5918 Stoneridge Mall Road
Pleasanton, California 94588-3229
YOUR VOTE IS VERY IMPORTANT
July 14, 2014
Dear Safeway Stockholder:
In the last month you should have received proxy materials in connection with the Annual Meeting of Stockholders being held on July 25, 2014. If you have not already voted, please cast your vote now using the enclosed proxy card to vote by mail, phone or internet following the instructions printed on the card.
This years annual meeting will be particularly significant, and your vote is extremely important. Whether or not you plan to attend the Annual Meeting in person, we urge you to ensure your representation by voting by proxy as promptly as possible. Please review the instructions on each of your voting options described in the Proxy Statement.

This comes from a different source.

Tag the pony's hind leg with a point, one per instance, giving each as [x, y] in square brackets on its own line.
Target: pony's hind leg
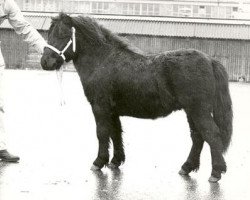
[206, 125]
[116, 136]
[193, 161]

After careful consideration, our board of directors unanimously recommends that you vote:
1. | FOR the proposal to approve and adopt the Merger Agreement, |
2. | FOR the non-binding, advisory proposal to approve the compensation that may be paid or become payable to our named executive officers in connection with the Merger , |
3. | FOR the adjournment of the Annual Meeting, if necessary or appropriate, to solicit additional proxies if there are insufficient votes at the time of the Annual Meeting to approve and adopt the Merger Agreement, |
4. | FOR the election of the directors named in the Proxy Statement, |
5. | FOR the non-binding, advisory proposal to approve the compensation of our named executive officers, |
6. | FOR the ratification of the appointment of Deloitte & Touche LLP as our independent registered public accounting firm for fiscal year 2014, |
7. | AGAINST the stockholder proposal regarding labeling products that contain genetically engineered ingredients, |
8. | And AGAINST the stockholder proposal regarding extended producer responsibility. |
The approval and adoption of the Merger Agreement requires the affirmative vote of the holders as of the record date of a majority of the outstanding shares of Company common stock entitled to vote at the Annual Meeting. Failure to vote has the same effect as voting against the merger.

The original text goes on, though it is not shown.